Synopsis from Goodreads: For American Evie Gray, finding out her deceased mother had a secret identity, and not one of the caped crusader variety, was quite the surprise. Evie’s mom had a secret life before she was even born, one that involved tiaras. In this modern day fairytale, Evie is on a path to figure out who her mom really was, while discovering for herself what the future will hold. At Oxford, Evie stumbles upon a real life prince charming, Edmund Stuart the second Prince of England, who is all too happy to be the counterpart to her damsel in distress. When Evie uncovers all the facts about her mom’s former life, she realizes her mom’s past can open doors she never dreamed possible, doors that can help her be with Edmund.
Feelings: I’d heard people say that if you liked The Princess Diaries books/movie and the movie The Prince and Me, then you’d love this book. I like both of those other princess stories, and while I was ok-ish with this book, it certainly wasn’t flawless.
Within the first few pages, I thought I would enjoy this book. The main character loves Jane Austen, reads Anne of Green Gables, talks Doctor Who, and watches You’ve Got Mail. I could identify with Evie many times throughout the story…maybe not about dating a prince, but you know…some other, more normal things, like our interests. But that’s as far as I was able to understand Evie.

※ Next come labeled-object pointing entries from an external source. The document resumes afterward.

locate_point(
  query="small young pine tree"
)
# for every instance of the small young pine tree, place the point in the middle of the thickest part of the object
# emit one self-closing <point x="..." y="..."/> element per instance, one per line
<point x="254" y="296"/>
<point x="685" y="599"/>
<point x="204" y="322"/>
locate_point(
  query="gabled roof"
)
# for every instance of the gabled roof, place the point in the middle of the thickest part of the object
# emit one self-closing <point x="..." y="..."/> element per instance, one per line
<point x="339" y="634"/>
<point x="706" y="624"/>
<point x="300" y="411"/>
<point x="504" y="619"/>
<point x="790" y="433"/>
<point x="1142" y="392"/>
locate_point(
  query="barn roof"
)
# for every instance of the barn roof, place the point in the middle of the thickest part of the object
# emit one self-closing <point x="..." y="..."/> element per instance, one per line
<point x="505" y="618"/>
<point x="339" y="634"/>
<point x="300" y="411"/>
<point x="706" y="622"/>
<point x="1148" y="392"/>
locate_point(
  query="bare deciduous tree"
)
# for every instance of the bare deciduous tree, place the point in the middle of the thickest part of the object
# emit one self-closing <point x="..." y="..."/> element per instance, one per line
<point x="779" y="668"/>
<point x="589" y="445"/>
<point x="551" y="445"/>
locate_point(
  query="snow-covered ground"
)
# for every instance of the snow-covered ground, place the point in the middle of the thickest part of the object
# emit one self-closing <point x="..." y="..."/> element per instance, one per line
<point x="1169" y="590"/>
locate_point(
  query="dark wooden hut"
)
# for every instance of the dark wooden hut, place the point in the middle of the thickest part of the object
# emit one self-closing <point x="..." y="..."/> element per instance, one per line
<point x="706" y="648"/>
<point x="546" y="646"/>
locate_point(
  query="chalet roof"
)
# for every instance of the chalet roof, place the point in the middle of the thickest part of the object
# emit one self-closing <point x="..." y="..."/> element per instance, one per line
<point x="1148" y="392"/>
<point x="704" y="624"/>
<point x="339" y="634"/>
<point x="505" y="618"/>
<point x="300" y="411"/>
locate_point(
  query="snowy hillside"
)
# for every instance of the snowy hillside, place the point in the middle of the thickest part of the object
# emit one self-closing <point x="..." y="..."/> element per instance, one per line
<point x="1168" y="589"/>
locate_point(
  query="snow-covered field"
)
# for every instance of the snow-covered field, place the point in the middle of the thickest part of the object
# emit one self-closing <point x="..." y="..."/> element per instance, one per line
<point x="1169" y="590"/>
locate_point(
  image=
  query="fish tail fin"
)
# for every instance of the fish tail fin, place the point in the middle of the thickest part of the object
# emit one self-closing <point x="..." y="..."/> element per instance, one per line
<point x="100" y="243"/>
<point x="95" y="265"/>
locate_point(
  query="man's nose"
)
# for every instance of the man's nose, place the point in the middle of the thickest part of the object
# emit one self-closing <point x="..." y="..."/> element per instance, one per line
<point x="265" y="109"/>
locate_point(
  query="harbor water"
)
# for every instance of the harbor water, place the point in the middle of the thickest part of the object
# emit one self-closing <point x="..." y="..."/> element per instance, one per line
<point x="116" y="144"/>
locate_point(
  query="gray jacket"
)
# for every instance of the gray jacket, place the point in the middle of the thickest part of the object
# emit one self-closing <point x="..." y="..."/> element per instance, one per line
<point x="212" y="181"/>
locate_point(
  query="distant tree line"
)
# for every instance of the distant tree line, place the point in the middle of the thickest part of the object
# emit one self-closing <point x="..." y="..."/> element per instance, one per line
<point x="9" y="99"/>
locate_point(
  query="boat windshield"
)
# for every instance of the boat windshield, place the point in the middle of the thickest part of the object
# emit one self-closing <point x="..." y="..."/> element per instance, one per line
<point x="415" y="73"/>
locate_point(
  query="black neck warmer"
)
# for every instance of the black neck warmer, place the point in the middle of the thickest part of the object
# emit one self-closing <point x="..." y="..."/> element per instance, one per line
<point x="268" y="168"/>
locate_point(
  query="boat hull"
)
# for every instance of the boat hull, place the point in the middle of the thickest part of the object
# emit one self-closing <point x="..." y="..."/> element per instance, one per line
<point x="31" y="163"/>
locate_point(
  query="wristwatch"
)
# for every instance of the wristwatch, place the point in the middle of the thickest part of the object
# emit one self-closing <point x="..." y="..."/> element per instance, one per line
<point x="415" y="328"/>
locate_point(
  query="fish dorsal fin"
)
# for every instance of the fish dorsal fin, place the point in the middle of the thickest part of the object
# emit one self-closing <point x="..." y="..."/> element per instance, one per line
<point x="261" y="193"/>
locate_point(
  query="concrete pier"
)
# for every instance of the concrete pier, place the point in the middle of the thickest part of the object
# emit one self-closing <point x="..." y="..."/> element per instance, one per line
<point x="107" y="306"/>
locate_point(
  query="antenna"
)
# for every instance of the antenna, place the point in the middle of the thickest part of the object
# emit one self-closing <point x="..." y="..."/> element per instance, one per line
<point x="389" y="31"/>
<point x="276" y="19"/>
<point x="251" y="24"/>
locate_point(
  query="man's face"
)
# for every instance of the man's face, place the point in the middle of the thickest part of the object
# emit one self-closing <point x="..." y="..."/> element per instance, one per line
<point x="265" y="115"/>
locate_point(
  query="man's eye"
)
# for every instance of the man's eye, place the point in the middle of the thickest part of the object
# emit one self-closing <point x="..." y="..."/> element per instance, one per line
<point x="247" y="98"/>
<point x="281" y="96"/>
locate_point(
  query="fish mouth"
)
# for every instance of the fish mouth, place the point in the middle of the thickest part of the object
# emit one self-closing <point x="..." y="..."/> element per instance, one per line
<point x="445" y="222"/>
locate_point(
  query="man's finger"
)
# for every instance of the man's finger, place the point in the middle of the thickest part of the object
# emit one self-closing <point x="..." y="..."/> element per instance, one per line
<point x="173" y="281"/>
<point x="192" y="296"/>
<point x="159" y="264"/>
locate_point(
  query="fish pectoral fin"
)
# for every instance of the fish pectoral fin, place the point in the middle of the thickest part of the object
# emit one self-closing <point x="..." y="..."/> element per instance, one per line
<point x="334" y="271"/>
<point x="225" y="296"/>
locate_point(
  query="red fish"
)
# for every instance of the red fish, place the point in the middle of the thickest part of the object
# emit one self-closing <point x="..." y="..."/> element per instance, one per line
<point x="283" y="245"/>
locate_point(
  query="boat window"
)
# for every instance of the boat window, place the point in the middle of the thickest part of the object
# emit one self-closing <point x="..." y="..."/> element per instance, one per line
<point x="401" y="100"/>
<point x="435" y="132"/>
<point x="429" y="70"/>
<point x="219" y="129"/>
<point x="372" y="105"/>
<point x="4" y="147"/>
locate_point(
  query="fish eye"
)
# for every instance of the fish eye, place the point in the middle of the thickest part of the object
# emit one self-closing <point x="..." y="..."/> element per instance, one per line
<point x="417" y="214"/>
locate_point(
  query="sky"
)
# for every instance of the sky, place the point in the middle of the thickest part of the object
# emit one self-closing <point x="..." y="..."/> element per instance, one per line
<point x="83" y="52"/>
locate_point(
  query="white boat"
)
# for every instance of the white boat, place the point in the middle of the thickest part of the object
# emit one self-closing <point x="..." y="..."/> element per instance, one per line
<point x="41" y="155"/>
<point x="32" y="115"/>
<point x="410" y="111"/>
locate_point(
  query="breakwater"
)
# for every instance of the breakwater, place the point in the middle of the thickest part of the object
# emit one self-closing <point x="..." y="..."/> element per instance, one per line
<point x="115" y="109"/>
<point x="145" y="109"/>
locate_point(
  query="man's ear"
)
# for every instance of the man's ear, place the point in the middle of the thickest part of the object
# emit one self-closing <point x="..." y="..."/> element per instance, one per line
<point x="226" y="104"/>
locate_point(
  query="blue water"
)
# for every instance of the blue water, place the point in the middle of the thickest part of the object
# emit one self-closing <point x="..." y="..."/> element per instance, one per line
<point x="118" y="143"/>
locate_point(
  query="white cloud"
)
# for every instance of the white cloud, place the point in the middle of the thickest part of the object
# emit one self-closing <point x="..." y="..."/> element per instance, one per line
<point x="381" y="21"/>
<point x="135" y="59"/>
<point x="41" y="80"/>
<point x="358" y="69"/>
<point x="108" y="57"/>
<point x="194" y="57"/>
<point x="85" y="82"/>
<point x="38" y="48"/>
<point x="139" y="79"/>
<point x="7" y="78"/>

Issues: There were far too many elements that just fell into place. There were some things that were just too easy. For the sake of being spoiler-free, I’m just going to leave it at that. Books need struggle and mountain climbing sometimes.
Another issue I had with this book was the complete lack of character development. Evie is the same person on the first page that she was on the last, really. She’s naive, she doesn’t think things through, and she’s the source of a few stupid conflicts. If she had learned from her mistakes and changed even in the slightest, I would have been on Team Evie. She just annoyed me for most of the book. And the back and forth, push and pull between her and Edmund was a bit much. A little uncertainty is realistic, but they just kept getting into scraps solely based on lack of communication. Come on, people.
Characters: Evie was living my dream in this book. The only thing I really enjoyed about this story was imagining myself in Evie’s shoes. She shows up at Oxford and makes an instant group of great friends, does well in her classes, and meets a literal Prince Charming. Sign me up. (See what I mean by everything falling into place?) As I said before, my issue with Evie was that she didn’t listen to those around her, she just flew off the handle. She needed to stop jumping to conclusions, making rash decisions, and just LISTEN.
I don’t know how I feel about Edmund. In my head…I imagined him looking like William Moseley, which I’m in no way complaining about. As a character, though, he was pushy and immature. He needed to make up his dang mind and I wanted to tell him to grow up a large number of times. Not a great love interest and certainly not a Prince Charming.
The friend gang was so great. I was a little thrown off by Preston at first, but I really liked him by the end. I think each of their friends brought something different and unique to the whole group. I read online that the sequel to this book focuses on Preston, so I’m really excited for that.
Final thoughts: For a debut novel, I’d fist bump Emily Albright for effort. Interesting premise, different from the books it’s being compared to, and an overall okay read. If you’re wanting a book that you don’t want to analyze for depth or complexity, just a quick good-ish read, then look no further. If it hadn’t been for me wanting to live Evie’s life, I probably wouldn’t have cared for this book at all.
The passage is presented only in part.